新・日曜炭焼き人の日記

炭遊舎のホームページで書いていた「日曜炭焼き人の日記」を引きついで書いていきます。

意図不明な駅弁動画

2018年08月25日 | 日記

 IT時代らしい雰囲気をまざまざと感じたひとときだった。
 新横浜から新幹線に乗った。指定席は2人席の通路側だった。窓側では30代ぐらいの男性がタブレットを使って一心に仕事している。左隣の3人席では会社の同僚らしい若い3人組が親しく会話しながらタブレットやらスマホやらを操作している。

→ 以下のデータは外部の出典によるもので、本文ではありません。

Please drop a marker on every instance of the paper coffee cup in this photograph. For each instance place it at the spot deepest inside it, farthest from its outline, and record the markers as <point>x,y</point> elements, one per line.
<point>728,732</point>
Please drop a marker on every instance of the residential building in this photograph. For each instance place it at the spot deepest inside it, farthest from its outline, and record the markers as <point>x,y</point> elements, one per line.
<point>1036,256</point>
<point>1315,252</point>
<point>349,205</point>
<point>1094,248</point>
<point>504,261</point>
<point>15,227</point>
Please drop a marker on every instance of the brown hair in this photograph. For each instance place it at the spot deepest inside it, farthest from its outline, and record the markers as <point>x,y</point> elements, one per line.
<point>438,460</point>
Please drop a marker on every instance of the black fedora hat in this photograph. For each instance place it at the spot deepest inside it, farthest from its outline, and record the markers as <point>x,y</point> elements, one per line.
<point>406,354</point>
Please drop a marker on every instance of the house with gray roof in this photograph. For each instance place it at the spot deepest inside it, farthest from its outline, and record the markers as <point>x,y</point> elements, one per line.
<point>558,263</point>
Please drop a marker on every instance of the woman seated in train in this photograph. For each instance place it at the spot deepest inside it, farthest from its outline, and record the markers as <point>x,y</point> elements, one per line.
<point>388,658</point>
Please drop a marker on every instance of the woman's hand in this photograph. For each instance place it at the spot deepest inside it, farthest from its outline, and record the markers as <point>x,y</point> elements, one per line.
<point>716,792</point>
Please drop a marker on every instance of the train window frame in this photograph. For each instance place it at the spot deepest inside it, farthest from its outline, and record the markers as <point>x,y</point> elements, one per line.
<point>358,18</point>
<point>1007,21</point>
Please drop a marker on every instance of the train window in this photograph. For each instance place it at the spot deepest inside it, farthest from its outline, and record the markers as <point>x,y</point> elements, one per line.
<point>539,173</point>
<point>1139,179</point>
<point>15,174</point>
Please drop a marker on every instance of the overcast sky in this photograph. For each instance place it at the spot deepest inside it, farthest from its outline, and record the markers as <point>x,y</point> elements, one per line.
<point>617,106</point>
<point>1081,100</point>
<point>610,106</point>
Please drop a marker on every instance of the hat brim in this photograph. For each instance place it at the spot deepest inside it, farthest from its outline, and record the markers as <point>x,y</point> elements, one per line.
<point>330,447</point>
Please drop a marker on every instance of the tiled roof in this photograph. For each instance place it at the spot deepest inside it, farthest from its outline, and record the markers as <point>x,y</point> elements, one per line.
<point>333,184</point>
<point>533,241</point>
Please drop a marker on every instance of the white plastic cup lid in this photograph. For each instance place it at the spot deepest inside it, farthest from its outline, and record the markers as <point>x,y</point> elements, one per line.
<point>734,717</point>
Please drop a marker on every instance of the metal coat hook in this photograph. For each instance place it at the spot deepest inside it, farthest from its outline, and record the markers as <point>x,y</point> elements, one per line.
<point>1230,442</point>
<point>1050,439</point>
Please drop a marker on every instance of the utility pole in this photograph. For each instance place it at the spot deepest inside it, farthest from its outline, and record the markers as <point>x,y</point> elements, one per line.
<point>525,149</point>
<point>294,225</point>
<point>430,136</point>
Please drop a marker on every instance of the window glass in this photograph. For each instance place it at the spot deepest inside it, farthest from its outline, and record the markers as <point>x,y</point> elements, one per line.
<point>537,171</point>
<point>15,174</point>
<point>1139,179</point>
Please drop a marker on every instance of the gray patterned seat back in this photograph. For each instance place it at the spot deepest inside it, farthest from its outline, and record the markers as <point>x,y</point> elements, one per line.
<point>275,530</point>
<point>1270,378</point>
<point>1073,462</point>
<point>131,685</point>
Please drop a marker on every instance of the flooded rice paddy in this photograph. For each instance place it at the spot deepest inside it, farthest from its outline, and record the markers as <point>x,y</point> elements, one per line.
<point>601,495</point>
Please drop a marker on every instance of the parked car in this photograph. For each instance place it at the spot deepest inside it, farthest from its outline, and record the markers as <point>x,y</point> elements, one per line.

開いているタブレットの画面からして、IT関係の会社に勤める仲間たちとみえる。新幹線の座席には電気プラグがついているし、東京、新大阪間はWifiが無料で使える。これを利用しない手はないとばかりに社用族たちは電車のなかでも仕事する。
 3人組が気になって、ちらちら横目で観察していた。真ん中に女性が、両脇に男性が座り、女性を中心に会話が進んでいるようだ。3人とも駅弁を座席前のテーブルにおいている。窓側の男性がまず駅弁を広げて食べおえた。3人同時に駅弁を食べないところがまず不思議だ。時間が10時と昼食には早いせいか。やがて女性が駅弁を広げた。何かぶつぶついいながら食べ始める。それを窓側の男性がスマホで撮影している。ははあ、動画を撮ってインスタグラムにでも投稿するのか。女性を撮るというより、駅弁を撮っている。女性のぶつぶつは駅弁の説明らしい。男性の駅弁よりは高級そうだ。それでもわざわざネット上にアップして他人に見せるほどのものなのか。動画をネット上に投稿する光景は私にはめずらしいので、ますます見入ってしまった。
 それにしてもいったい何のために駅弁を食べる動画を他人に見せる必要があるのか。意図がいまいち分からない。意図不明なネット投稿が増えていることはたしかだ。
 ただよく考えてみると、現代は記録の時代といってもよいほど大量の記録がネット上に残されている。これはあながち悪いことではない。いまから500年、1000年が経過し、2018年の生活のようすを再現しようとするとき、とてもだいじな資料になるはずだ。あの忌まわしいリベンジポルノまでもが時代を知るための貴重な資料として扱われるだろう。ネット上の記録はどれくらい長く保存されるのか。いまネット上にある情報のなかのどれくらいの量が後世まで保存されていくのか、を知りたい。